Raman spectroscopy for the diagnosis of unlabeled and unstained histopathological tissue specimens

Figure 1 Two consecutive tissue specimens from areas with and without stomach cancer lesions. Each tissue specimen was sliced to a 3-μm thickness with a microtome and attached to a 1-mm-thick low-autofluorescence slide (SUPER FROST, Matsunami Glass Ind., Ltd, Tokyo, Japan). A thin cover glass (NEO microscope cover glass, Matsunami Glass Ind., Ltd., Tokyo, Japan) was placed on the tissue. Sections were deparaffinized by sequential immersion in xylene, ethanol, and water. One of the two tissue specimens was stained with hematoxylin and eosin and used as a reference for laser irradiation positioning by the spectroscopic method. Another tissue specimen was left unstained and used for analysis by Raman spectroscopy. We acquired the Raman spectrum of the cancer area (Disease-C), non-cancerous lymphocytes infiltration area (Disease-L), non-cancerous normal area (Disease-N) in the stomach cancer specimen, and normal stomach tissue specimen (Normal).

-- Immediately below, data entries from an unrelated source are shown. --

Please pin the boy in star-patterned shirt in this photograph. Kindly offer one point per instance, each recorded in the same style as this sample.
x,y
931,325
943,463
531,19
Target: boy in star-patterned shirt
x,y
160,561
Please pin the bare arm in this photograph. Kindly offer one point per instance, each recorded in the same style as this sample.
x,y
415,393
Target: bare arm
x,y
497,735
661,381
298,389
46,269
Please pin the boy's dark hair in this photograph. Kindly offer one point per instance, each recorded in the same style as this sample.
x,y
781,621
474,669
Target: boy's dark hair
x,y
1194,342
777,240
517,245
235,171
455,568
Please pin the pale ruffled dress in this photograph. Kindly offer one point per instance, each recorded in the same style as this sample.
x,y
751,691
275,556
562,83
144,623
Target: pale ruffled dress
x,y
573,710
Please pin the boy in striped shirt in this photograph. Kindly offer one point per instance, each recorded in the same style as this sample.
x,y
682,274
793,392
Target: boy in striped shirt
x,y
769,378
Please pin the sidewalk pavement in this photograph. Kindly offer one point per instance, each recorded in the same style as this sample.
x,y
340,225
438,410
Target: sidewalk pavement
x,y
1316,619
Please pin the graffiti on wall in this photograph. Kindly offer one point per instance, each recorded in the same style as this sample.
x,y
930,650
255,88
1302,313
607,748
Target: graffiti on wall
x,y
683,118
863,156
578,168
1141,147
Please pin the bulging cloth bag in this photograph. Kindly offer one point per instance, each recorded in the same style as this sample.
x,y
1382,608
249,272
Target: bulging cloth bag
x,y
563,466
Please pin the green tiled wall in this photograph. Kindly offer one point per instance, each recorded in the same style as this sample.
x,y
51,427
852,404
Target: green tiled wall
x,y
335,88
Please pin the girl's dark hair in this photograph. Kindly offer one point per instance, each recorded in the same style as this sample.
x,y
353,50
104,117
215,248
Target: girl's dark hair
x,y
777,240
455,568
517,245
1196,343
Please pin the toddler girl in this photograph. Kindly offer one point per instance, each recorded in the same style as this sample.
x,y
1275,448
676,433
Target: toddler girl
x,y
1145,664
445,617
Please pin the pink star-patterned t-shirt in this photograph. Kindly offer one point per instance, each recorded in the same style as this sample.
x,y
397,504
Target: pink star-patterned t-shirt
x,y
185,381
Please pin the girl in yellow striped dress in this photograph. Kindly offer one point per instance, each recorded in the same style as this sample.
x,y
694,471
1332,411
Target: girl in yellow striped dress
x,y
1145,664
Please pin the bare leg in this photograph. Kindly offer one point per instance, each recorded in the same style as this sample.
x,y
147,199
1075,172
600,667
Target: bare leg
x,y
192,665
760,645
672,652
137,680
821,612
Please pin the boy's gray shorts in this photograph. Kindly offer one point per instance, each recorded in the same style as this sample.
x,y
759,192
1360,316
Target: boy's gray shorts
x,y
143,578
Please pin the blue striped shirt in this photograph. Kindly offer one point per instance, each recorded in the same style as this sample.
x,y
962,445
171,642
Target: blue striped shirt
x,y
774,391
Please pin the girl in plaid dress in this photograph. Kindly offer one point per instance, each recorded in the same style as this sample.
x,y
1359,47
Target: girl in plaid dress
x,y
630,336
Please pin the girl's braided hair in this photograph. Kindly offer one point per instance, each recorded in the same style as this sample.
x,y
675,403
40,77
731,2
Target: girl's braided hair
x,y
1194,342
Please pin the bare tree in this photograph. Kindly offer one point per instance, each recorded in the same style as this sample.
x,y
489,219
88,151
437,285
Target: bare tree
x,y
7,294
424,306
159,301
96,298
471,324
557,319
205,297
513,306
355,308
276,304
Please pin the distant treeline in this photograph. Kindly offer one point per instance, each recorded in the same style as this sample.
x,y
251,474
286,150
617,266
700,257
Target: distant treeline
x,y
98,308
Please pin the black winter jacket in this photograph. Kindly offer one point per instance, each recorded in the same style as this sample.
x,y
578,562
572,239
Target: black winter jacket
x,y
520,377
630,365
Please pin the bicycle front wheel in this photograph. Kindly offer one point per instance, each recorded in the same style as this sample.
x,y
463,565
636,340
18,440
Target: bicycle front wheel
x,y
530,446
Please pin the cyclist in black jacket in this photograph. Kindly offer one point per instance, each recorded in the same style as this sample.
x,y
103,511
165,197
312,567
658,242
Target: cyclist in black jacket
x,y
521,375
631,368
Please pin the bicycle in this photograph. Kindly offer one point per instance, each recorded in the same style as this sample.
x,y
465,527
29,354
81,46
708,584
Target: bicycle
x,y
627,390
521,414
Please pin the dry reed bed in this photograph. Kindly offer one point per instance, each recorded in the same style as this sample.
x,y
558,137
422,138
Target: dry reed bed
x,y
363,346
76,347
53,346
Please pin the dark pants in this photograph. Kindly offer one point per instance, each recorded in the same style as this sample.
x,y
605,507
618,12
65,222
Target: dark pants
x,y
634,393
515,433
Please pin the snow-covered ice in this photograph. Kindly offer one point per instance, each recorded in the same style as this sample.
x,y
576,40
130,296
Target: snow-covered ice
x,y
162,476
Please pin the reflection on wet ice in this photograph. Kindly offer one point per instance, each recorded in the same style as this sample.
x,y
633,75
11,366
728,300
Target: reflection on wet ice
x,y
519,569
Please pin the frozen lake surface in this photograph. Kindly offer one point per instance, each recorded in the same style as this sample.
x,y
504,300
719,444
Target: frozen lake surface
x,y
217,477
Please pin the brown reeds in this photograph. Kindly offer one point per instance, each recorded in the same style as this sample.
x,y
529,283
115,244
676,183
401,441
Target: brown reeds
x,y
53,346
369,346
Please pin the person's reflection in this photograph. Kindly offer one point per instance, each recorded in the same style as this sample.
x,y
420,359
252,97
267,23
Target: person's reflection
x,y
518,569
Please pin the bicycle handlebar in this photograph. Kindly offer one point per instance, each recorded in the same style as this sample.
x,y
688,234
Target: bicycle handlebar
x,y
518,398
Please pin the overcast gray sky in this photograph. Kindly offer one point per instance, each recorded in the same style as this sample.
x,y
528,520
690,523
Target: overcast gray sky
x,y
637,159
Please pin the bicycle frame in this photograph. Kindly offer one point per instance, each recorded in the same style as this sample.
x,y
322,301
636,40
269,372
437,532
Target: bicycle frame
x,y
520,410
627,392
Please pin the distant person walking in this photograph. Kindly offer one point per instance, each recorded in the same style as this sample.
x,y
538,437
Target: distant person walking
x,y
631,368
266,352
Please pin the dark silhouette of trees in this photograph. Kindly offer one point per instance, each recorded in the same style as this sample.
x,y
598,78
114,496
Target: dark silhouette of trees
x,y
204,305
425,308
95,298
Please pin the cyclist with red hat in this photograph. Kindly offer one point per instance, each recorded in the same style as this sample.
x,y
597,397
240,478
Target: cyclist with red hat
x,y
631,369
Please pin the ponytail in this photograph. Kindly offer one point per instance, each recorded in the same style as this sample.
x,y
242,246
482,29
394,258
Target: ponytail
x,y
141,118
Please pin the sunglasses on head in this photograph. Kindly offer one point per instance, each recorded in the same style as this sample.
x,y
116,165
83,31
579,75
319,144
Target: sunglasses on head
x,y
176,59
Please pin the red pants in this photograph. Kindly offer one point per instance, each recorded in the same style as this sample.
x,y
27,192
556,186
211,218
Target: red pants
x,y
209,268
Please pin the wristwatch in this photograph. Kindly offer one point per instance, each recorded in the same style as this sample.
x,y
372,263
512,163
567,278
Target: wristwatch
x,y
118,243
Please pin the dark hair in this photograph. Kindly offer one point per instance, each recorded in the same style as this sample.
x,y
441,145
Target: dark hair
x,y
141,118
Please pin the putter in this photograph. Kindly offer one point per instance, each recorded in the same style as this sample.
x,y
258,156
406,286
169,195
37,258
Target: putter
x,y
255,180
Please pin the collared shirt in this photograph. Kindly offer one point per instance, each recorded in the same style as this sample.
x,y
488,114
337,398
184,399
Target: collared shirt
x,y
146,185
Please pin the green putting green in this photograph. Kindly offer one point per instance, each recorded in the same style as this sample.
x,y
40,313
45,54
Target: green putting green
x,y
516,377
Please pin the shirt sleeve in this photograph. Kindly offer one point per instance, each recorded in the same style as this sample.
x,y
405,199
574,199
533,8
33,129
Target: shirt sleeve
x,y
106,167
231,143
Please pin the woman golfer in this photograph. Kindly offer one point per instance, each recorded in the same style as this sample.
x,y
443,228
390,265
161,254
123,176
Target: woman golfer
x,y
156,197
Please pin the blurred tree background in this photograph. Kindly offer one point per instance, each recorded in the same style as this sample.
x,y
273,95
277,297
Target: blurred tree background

Figure 2 Measured points in the stomach cancer and normal tissue specimens. A: Normal stomach tissue specimen; B: Stomach cancer specimen. We established the conditions for laser output and laser irradiation time on a marginal part of an unstained tissue specimen that included both gastric cancer lesion and non-lesion areas. To prevent tissue degeneration, we reduced the laser power as much as possible, while maintaining detection of the Raman spectrum. Optimal measurement conditions were established as a laser output of 1.7 mW and an irradiation time of 10 s. We measured the tissue specimens at regular intervals from the mucous membrane to the submucosal layer.

Figure 3 Raman scattering intensity ratio with intensity of wavenumber 725 cm^-1 as the denominator. Dots indicate the ratio of Raman scattering intensity in each tissue specimen of the patient. The bottom and top of the red box represent the lower and upper quartiles, and the band across the box shows the median. The lower and upper bars at the ends of the whiskers show the lowest data point within the 1.5 interquartile range of the lower quartile, and the highest data point within the 1.5 interquartile range of the upper quartile, respectively. The green bar shows the average. ^aP < 0.05, ^bP < 0.01.

Figure 4 Biaxial distribution of the Raman scattering intensity ratio with the intensity of wavenumber 725 cm^-1 as the denominator.

Figure 5 Raman scattering intensity ratio with the intensity of wavenumber 782 cm^-1 as the denominator. Dots indicate the ratio of the Raman scattering intensity in each tissue specimen of the patient. The bottom and top of the red box represent the lower and upper quartiles, and the band across the box shows the median. The lower and upper bars at the ends of the whiskers show the lowest data point within the 1.5 interquartile range of the lower quartile, and the highest data point within the 1.5 interquartile range of the upper quartile, respectively. The green bar shows the average. ^cP < 0.05, ^dP < 0.01.

Figure 6 Biaxial distribution of the Raman scattering intensity ratio with intensity of wavenumber 782 cm^-1 as the denominator.

Figure 7 Schematic representation of potential histopathological diagnosis using Raman scattering spectroscopy, next-generation sequencing, and mass spectrometry for realizing a more accurate cancer diagnosis.